When an athlete wins a title, breaks a record or simply remains loyal to a team, they are generally granted “hero” status and lauded by players, fans and media alike.

However, when an athlete becomes so engrained in public culture that they become known by a single name, they are elevated to the status of a legend. 

The name “Kobe” inspires visions of Los Angeles alight with the shine of championships. 

The purple and gold of one of the NBA’s most prestigious franchises returned to its rightful place atop its pyramid. 

The Lakers of the early aughts rivaled only the Showtime era of the 1980s as the best teams ever to grace a basketball court in the City of Angels. 

Bryant’s number 8 and 24 both hang from the rafters in Staples Center. 

Bryant finished his remarkable 20-year career as an 18-time All-Star, with 15 All-NBA team appearances and 12 NBA All-Defensive team appearances. 

He was part of the 2008 Redeem Team that won the gold medal at the Summer Olympics in Beijing, as well as the gold medal in the 2012 Olympics in London.

Bryant was a complete player, scoring 33,643 points while grabbing over 7,000 rebounds and dishing out over 6,000 assists. 

Bryant won five championships with the Lakers and yet only won the NBA MVP once in 2008. 

Bryant’s first three championships saw him and running mate Shaquille O’Neal bring back the glitz and glamour to Los Angeles with a dominant three-peat in the early 2000s.

The last two titles were won with another excellent supporting cast of Pau Gasol, Andrew Bynum, Lamar Odom and Derek Fisher.

He still holds the record for the second-highest scoring game by a player in NBA history with 81 and his career was punctuated in his last game. 

In front of celebrities such as Beyoncé, Jay Z, Snoop Dogg and many others, Kobe scored 60 points against the Utah Jazz in 2016.

Bryant’s legacy extends beyond the hardwood, as he is a lover of soccer and an advocate for the growth of Major League Soccer. 

His support for the growth of women’s sports, especially the WNBA, was typified by his daughter Gianna, a budding star in her own right. 

He went into the world of filmmaking, winning an Oscar for his animated short film Dear Basketball.

What will be remembered the most about Bryant was the “Mamba Mentality” he personified.
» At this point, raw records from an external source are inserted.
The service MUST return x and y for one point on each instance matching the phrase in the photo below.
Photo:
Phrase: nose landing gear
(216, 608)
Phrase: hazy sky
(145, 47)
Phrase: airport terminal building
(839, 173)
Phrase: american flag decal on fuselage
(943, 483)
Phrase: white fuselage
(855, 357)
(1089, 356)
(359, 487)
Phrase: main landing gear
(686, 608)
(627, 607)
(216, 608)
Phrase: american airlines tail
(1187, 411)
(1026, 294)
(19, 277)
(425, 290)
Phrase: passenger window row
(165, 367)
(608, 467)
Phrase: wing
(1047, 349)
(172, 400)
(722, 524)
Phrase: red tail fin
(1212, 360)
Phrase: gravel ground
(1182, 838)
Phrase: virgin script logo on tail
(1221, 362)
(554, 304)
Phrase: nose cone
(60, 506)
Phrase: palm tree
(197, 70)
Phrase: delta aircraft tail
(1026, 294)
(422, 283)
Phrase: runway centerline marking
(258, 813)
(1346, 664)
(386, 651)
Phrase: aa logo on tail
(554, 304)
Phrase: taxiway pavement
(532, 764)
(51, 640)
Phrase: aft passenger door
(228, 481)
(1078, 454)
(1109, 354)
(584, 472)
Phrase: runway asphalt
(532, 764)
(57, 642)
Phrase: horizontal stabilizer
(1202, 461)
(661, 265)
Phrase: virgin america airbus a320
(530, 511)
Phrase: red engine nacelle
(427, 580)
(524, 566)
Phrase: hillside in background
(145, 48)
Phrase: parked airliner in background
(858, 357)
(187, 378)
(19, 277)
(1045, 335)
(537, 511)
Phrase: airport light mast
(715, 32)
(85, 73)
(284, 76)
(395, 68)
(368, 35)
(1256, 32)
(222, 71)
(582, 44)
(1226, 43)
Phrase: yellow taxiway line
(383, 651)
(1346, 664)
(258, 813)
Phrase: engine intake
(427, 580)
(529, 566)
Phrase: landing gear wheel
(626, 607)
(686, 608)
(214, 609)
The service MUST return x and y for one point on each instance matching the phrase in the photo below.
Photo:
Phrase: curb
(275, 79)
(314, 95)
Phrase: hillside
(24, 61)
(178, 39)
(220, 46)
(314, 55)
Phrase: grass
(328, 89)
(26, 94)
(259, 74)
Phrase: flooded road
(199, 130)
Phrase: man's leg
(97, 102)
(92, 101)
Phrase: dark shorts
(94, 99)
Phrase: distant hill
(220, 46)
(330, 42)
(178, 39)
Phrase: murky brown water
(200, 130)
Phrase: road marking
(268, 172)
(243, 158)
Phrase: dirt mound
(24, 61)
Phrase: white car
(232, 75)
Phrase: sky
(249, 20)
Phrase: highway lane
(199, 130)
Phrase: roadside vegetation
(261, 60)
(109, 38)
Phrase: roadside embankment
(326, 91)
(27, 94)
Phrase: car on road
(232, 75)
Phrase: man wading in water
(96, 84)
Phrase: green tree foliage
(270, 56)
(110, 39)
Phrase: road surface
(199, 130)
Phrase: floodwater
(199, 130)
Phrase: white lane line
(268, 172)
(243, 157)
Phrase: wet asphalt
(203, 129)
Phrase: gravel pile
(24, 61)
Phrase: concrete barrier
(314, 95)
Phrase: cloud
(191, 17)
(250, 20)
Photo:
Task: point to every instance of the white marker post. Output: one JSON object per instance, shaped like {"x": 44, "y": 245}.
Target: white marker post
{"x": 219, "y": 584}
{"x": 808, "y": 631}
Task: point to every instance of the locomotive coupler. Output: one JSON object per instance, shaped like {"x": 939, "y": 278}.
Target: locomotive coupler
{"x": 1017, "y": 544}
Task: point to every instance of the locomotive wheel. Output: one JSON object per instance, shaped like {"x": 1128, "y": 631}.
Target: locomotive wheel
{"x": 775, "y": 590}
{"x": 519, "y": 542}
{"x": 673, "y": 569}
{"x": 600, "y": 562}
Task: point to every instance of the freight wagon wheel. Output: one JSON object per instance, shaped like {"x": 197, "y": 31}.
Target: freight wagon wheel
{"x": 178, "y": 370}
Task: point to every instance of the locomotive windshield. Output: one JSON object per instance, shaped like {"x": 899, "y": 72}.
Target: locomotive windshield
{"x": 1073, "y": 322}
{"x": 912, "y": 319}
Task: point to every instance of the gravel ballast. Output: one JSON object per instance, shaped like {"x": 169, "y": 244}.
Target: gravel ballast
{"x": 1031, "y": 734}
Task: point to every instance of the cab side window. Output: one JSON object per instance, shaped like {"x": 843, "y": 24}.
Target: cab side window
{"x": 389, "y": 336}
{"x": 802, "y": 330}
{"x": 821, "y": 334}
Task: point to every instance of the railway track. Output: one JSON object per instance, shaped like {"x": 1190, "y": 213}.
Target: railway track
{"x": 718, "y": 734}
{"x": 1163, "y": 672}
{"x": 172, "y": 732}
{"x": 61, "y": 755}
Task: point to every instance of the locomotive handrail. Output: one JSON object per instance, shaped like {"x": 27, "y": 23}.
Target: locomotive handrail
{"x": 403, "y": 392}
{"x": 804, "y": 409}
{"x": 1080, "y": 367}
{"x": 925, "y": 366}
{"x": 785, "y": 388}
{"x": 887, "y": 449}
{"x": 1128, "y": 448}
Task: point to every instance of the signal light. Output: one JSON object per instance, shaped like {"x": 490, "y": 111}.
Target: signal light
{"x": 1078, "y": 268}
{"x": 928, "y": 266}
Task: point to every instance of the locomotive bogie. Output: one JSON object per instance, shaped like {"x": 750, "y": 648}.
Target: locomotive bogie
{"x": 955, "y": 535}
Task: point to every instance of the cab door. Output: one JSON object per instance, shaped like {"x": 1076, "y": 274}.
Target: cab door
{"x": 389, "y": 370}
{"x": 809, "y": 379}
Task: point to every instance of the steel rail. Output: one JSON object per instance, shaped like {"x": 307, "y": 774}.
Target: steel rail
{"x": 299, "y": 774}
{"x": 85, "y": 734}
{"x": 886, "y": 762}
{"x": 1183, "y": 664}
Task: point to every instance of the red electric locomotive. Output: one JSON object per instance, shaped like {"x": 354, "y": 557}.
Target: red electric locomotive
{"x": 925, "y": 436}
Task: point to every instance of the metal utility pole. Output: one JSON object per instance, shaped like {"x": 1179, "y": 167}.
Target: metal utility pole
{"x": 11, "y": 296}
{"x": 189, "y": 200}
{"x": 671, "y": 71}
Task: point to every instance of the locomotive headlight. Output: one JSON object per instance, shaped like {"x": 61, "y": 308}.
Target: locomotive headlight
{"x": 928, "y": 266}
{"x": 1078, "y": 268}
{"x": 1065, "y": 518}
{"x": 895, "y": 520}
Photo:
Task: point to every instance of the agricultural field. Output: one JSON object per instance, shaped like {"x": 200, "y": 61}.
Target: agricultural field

His work ethic on the court is now amongst the most well-known pieces of association lore. 

He started his workouts at five in the morning and played one-on-one with his teammates until one of them, usually Bryant, scored 100 points while he was a player at Lower Merion High School in Philadelphia. 

He would start his drills before anyone else and was the last player to leave the gym, even using his teammates as “guinea pigs” for new moves. 

The “Black Mamba” was always willing to play isolation ball and shoot his trademark fadeaway jumper.

His desire to shoot and have the ball in his hands no matter what happened on the previous play has been burned into the mind of young hoopers worldwide. 

The “Mamba Mentality” transcended the world of sports, expanding beyond the realm of basketball.

It was not just about what he accomplished on the court.

It was a standard of excellence that was fed by the constant need to get better and perfect the craft.

It was the ability to look an opponent in the face and know that you might not have as much skill, but you will absolutely work harder than them. 

Sports can be fickle. There must always be a winner and a loser. But the way the Bryant gave his heart, soul, mind and body to the game of basketball can only be admired. 

For many in this generation, Bryant was Michael Jordan. There was confidence flowing out of him every time he stepped on the court. 

The generation of young players who shouted his name whenever they would attempt a fadeaway shot or just shoot a crumpled piece of paper into a trash can would be stupid to anyone not named Kobe.

Many of the league’s top players that played in the same era as Bryant or became stars during the twilight of Bryant’s career looked up to him as inspiration.

Players like Vince Carter, Tracy McGrady, Dwyane Wade, LeBron James, Stephen Curry, James Harden, Kevin Durant and Giannis Antetokounmpo, will all say that Bryant elevated and inspired their game in some way. 

The kids that grew up watching him are now the pre-eminent, rising young stars in the game, led by names such as Luka Doncic, Trae Young, Jayson Tatum, Zion Williamson, Joel Embiid and Ben Simmons.  

But if there is one player willing to have the ball in his hands in clutch moments, Kobe’s legacy will still live on.

Basketball will never be the same without the Black Mamba, but his legacy is immortalized.